Lemmings 2 File Formats

GuyPerfect · March 30, 2013, 09:06:52 PM

Like we did for Revolution, I'm starting a thread to document the Lemmings 2 data files and their contents. I am aware that there is http://www.camanis.net.ipv4.sixxs.org/lemmings/tools.php" class="bbc_link" target="_blank">existing documentation out there, but I don't feel that it's quite verbose enough to make full sense of what the files truly represent, so I'm starting from scratch. However, I would like to thank geoo, Mindless and any other contributors ahead of time, as I am using those documents for reference.
__________

Compression Format

Code: [Select]

Integer data types are little-endian.

File
===============================================================================
Identifier         String*4       ASCII "GSCM"
UnpackedSize       UInt32         Total size of decompressed data
Chunks             Chunk[]        Compressed data chunks
===============================================================================

Chunk
===============================================================================
LastChunkFlag      Byte           Last chunk = 0xFF; 0x00 otherwise
SymbolCount        UInt16         Number of symbol definitions
SymbolList         Byte[Count]    Destination symbol names
SymbolValuesA      Byte[Count]    First byte of symbol
SymbolValuesB      Byte[Count]    Second byte of symbol
DataSize           UInt16         Number of bytes in encoded data
Data               Byte[Size]     Encoded data bytes
===============================================================================

At the beginning of each chunk, a 256-symbol dictionary is initialized.
Dictionary entries are indexed 0x00 through 0xFF, and each symbol is
initialized to the single byte value that matches its index. The symbol
definitions are then modified by concatenating symbols as specified by the
lists in the chunk header.

For each entry according to the entries in SymbolList (by index) the symbol is
redefined by concatenating the values of the symbols according to
SymbolValuesA and SymbolValuesB (also by index). All three lists represent
items in parallel to one another: the lists are all the same length, and the
item at position X in one list is to be used with the item in position X in the
other two lists.

The following specifies the algorithm for each item X in the lists, from 0 to
SymbolCount - 1. Symbols must be redefined in that order.
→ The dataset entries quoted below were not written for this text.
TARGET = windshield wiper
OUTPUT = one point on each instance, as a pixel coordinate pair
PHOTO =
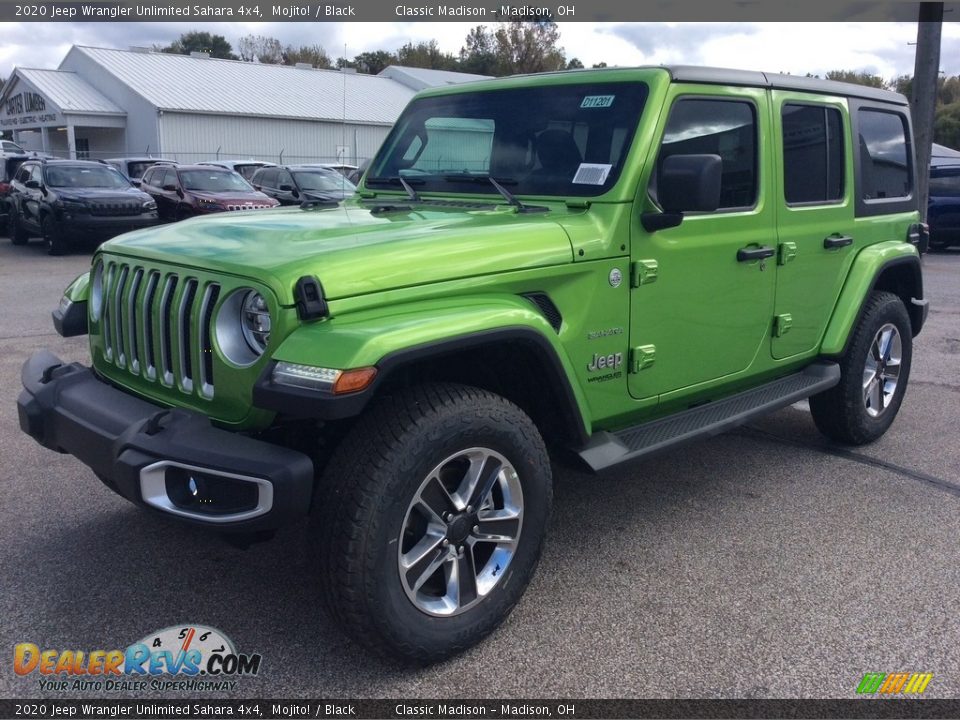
(498, 184)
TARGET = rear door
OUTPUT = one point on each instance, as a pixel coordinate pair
(815, 209)
(703, 291)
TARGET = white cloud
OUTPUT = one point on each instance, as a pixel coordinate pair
(797, 48)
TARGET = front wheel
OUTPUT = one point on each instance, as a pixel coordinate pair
(430, 520)
(873, 375)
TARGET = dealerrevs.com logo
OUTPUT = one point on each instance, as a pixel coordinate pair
(182, 657)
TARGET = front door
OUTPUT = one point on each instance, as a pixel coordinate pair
(702, 304)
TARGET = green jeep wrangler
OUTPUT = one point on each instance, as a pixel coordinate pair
(609, 262)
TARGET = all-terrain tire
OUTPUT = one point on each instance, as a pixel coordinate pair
(370, 500)
(859, 410)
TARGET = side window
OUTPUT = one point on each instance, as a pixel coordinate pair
(885, 170)
(813, 154)
(727, 128)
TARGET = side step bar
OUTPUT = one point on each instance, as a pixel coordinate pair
(605, 449)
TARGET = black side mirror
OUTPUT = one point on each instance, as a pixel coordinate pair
(686, 183)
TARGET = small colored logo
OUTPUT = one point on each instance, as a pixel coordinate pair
(894, 683)
(187, 652)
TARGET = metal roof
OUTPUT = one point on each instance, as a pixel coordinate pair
(207, 85)
(420, 78)
(69, 92)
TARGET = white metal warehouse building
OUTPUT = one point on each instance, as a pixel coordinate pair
(104, 103)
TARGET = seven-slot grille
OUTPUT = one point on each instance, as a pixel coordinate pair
(159, 325)
(114, 209)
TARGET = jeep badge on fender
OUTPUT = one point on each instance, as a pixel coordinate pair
(564, 260)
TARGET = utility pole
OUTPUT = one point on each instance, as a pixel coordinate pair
(926, 74)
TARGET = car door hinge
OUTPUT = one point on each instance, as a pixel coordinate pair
(642, 357)
(643, 272)
(786, 252)
(781, 324)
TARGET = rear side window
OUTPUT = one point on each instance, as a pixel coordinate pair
(885, 170)
(727, 128)
(813, 154)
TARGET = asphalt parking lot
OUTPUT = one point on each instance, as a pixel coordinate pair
(761, 563)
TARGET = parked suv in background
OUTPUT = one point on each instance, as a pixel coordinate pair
(607, 263)
(245, 167)
(9, 165)
(292, 184)
(134, 168)
(182, 191)
(943, 211)
(68, 200)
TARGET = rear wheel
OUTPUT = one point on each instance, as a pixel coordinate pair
(430, 520)
(873, 375)
(53, 235)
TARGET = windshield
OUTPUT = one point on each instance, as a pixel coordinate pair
(325, 181)
(214, 181)
(555, 140)
(85, 177)
(137, 169)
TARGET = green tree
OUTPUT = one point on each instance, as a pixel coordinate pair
(374, 62)
(479, 55)
(528, 47)
(196, 41)
(857, 77)
(426, 54)
(313, 54)
(260, 48)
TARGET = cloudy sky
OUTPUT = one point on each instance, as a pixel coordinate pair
(797, 48)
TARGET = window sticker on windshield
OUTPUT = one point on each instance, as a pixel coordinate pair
(592, 101)
(591, 174)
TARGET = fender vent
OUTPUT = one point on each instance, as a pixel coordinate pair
(547, 308)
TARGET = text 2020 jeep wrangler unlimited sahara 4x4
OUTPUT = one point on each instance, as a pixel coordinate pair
(610, 261)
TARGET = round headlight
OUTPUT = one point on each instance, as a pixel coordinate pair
(243, 326)
(96, 291)
(255, 321)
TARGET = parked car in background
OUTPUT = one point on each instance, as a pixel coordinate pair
(245, 167)
(9, 147)
(134, 168)
(943, 210)
(182, 191)
(292, 184)
(67, 200)
(10, 165)
(342, 168)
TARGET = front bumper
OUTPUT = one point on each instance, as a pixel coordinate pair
(151, 455)
(84, 224)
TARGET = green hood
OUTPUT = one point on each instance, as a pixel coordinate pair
(354, 251)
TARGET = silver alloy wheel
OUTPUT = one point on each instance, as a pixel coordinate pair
(881, 372)
(460, 532)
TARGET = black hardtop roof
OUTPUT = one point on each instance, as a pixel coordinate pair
(753, 78)
(729, 76)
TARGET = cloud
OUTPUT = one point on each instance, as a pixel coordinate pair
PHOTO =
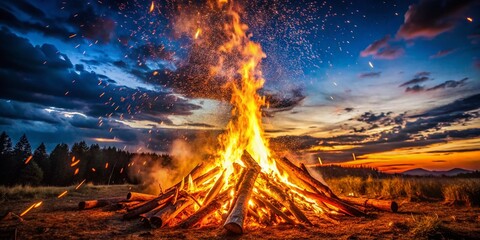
(381, 49)
(389, 53)
(459, 106)
(369, 75)
(415, 88)
(449, 84)
(283, 102)
(429, 18)
(373, 48)
(418, 78)
(42, 92)
(443, 53)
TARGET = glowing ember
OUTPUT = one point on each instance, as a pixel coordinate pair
(80, 184)
(62, 194)
(152, 7)
(28, 159)
(35, 205)
(197, 33)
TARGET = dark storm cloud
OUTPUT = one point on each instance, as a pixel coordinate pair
(91, 25)
(415, 88)
(37, 20)
(449, 84)
(430, 18)
(43, 75)
(443, 53)
(369, 75)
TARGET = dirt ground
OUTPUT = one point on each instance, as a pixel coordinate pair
(60, 219)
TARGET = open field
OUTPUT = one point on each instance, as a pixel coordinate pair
(60, 219)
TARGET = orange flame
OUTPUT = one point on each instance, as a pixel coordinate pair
(152, 7)
(62, 194)
(35, 205)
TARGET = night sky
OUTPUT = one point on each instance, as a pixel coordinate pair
(394, 82)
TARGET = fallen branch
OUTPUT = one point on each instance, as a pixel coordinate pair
(384, 205)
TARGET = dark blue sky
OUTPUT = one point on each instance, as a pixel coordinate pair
(371, 78)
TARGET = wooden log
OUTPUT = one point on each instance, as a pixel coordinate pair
(383, 205)
(274, 209)
(297, 173)
(121, 205)
(278, 194)
(99, 202)
(169, 212)
(195, 173)
(236, 218)
(148, 206)
(215, 189)
(135, 196)
(151, 213)
(337, 203)
(205, 210)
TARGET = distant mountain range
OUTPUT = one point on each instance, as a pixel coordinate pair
(424, 172)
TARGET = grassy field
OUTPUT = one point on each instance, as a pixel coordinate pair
(425, 218)
(455, 191)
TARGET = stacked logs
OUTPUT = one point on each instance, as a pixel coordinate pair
(252, 195)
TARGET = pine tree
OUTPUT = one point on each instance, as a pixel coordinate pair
(30, 174)
(21, 152)
(61, 171)
(22, 149)
(6, 160)
(5, 144)
(40, 157)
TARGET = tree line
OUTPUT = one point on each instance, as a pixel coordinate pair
(65, 166)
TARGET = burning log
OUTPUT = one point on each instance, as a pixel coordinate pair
(275, 210)
(135, 196)
(296, 172)
(168, 212)
(205, 211)
(236, 218)
(99, 202)
(215, 189)
(383, 205)
(279, 195)
(126, 205)
(148, 206)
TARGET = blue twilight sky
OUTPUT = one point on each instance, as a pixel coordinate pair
(394, 82)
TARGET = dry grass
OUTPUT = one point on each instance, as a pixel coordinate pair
(425, 226)
(20, 192)
(451, 190)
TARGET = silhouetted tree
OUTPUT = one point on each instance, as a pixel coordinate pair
(6, 159)
(21, 153)
(5, 144)
(30, 174)
(61, 169)
(40, 157)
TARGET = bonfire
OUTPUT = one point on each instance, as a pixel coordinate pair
(246, 184)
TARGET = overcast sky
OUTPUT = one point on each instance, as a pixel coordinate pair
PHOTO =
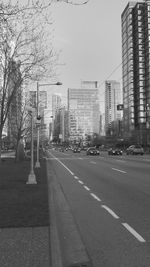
(90, 39)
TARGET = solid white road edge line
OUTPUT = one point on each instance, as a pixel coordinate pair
(133, 232)
(87, 188)
(80, 182)
(110, 211)
(118, 170)
(97, 198)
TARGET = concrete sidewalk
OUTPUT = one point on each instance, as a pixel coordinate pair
(24, 227)
(33, 243)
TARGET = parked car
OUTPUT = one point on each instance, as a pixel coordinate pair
(92, 151)
(135, 150)
(114, 151)
(76, 150)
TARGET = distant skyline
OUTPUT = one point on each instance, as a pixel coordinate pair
(89, 37)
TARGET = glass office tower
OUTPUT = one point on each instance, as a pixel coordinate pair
(136, 69)
(83, 108)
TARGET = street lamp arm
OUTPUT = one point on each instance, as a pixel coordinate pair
(45, 84)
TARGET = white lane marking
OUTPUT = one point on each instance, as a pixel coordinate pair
(133, 232)
(87, 188)
(80, 182)
(71, 158)
(63, 165)
(120, 160)
(118, 170)
(110, 211)
(97, 198)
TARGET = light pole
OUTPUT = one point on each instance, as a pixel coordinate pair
(37, 164)
(31, 177)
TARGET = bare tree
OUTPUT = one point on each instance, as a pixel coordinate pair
(25, 53)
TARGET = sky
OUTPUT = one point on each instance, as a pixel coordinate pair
(89, 37)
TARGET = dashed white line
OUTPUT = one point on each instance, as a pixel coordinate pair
(80, 182)
(133, 232)
(110, 211)
(87, 188)
(62, 164)
(94, 196)
(118, 170)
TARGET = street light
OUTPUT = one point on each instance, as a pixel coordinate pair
(37, 164)
(31, 177)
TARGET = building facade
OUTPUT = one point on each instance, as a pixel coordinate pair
(136, 70)
(83, 109)
(113, 98)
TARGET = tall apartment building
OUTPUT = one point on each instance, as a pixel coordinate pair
(44, 129)
(113, 97)
(83, 108)
(136, 69)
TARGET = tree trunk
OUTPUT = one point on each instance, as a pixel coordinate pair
(0, 144)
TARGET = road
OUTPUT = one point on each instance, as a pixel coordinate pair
(109, 197)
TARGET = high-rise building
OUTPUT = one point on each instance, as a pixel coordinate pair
(113, 98)
(84, 114)
(44, 129)
(136, 69)
(56, 103)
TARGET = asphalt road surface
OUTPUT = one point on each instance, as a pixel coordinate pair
(109, 197)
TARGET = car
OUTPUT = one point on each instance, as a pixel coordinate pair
(92, 151)
(114, 151)
(135, 150)
(76, 150)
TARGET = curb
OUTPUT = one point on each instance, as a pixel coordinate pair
(67, 248)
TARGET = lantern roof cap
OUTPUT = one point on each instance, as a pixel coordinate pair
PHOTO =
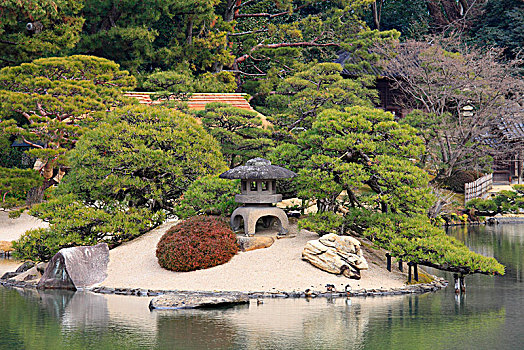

Let "+" represent a
byte-wise concatenation operator:

  Symbol[List[X]] = Symbol[ValuesA[X]] + Symbol[ValuesB[X]]

When bytes are processed from Data, they represent the indexes of symbols in
the dictionary. The symbols are copied wholesale, in the order they are
specified in Data, to the output. This takes place after the symbols are
redefined using the symbol lists.

Chunks will continue to be processed until a chunk with a non-zero
LastChunkFlag has finished processing.

In the event data is not compressed, it will not begin with the "GSCM"
identifier. Use the data as-is in this case. Both compressed and uncompressed
data can be used in most contexts, so they are processed according to whether
that "GSCM" identifier exists or not.

Hermann Schinagl made a LEMZIP utility for converting files to and from this compression format. It can be found at the following page:

http://www.camanis.net.ipv4.sixxs.org/lemmings/tools.php" class="bbc_link" target="_blank">http://www.camanis.net.ipv4.sixxs.org/lemmings/tools.php
__________

Data File

Many of the data files in the game are packed into a structured archive format, where the file is broken up into sections. This includes the .dat files for graphics and levels.

Code: [Select]

Integer data types are little-endian.

File
===============================================================================
Identifier         String*4       ASCII "FORM"
DataSize           UInt32         Size of the remainder of the file
DataType           String*4       ASCII identifier for the data file type
Section            Section[]      File sections containing additional data
===============================================================================

Section
===============================================================================
Identifier         String*4       ASCII identifier for the current section
DataSize           UInt32         Size of the remainder of the section
Data               Byte[Size]     Data specific to the type of section
===============================================================================

The number of sections in the file depends on the respective sizes of existing
sections as well as the total data size reported in the file header.

__________

Graphics Representation

For 256-color graphics, palettes are specified and pixels are plotted on the screen. Pixel information is specified in the "styles" data files as well as the full-screen background images. These images specify a particular pixel order, which is demonstrated with the following animation:

http://i7.photobucket.com/albums/y255/bgng/Pixels_zps26980696.gif" alt="" class="bbc_img" />

Pixels are drawn every fourth pixel, starting with the top-left pixel of the image. Pixels proceed left-to-right, skipping three pixels each time. All rows of pixels are drawn in this manner, from top to bottom. Once the end of the last row is reached, drawing moves back to to the top row, but starts from the second pixel from the left. As before, every fourth pixel is drawn for every row of pixels. After four passes, every pixel in the image has been drawn.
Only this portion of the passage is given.